María Isolina Torres chismeó a la Policía que en la mañana de ayer se levantó de su hamaca, y se dio cuenta de que su chaval no estaba en la suya, pero pensó que se había ido a la chamba, como era su costumbre de todos los días.

Enseguida se fue al pozo que está en su casa, ubicada en la calle 22 entre 9 y 11 de la colonia antes mencionada. Echó la cubeta al hueco y se dio cuenta que nomás no llegaba al agua, por lo que decidió acechar a ver qué onda.

Ahí fue donde se llevó el susto de su vida, pues lo primero que vio fue un cuerpo, ya luego reconoció que era su hijo y enseguida se fue corriendo a llamar a la policía, pues no sabía qué le había pasado a su hijo.

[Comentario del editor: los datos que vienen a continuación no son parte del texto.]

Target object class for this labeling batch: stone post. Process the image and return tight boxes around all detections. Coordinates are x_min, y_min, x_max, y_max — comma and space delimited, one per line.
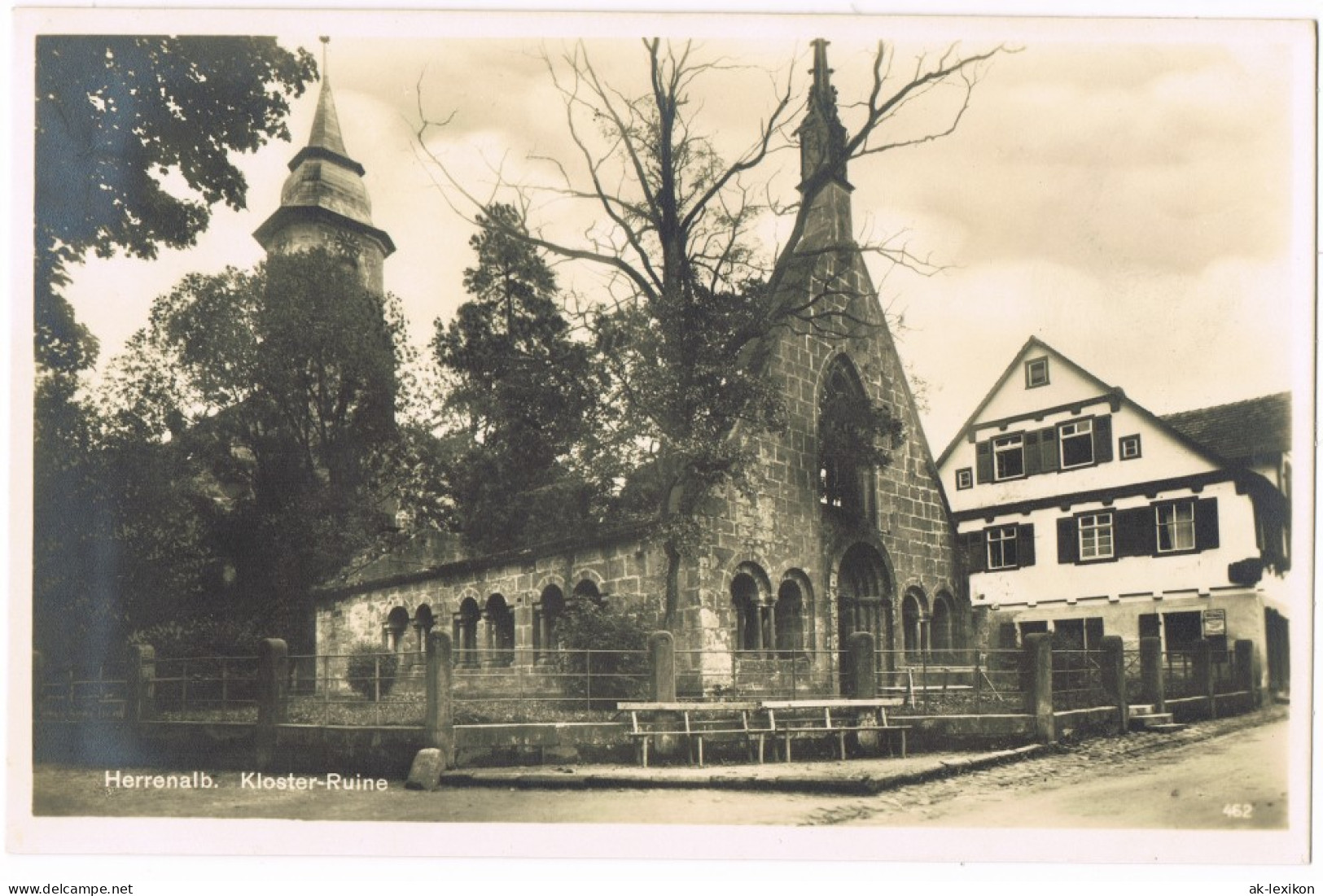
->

Los agentes llegaron y al darse cuenta que no se podía hacer mucho por el don, solicitaron, enseguida, una unidad de bomberos para rescate y a la Fiscalía General del Estado, quienes llegaron al lugar con todo y el grupo Roca.

Ahí comenzaron las investigaciones, pues querían descartar que al ija lo hayan tirado a propósito en el pozo. Ahí se enteraron que el don se llamaba Francisco Javier Sarabia Torres y que chambeaba en el mercado de Chuburná como cargador, donde lo conocían como “Pancho”.

Su madre dijo “Pancho” sí el entraba al chupe, y que de hecho lo vio por última vez el martes en la noche, como a las 8, cuando precisamente se estaba echando sus buenos tragos.

Los tiras piensan que el ija se fue a sentar en el brocal del pozo y le ganó el sueño por el chupe, fue cuando terminó adentro del hueco.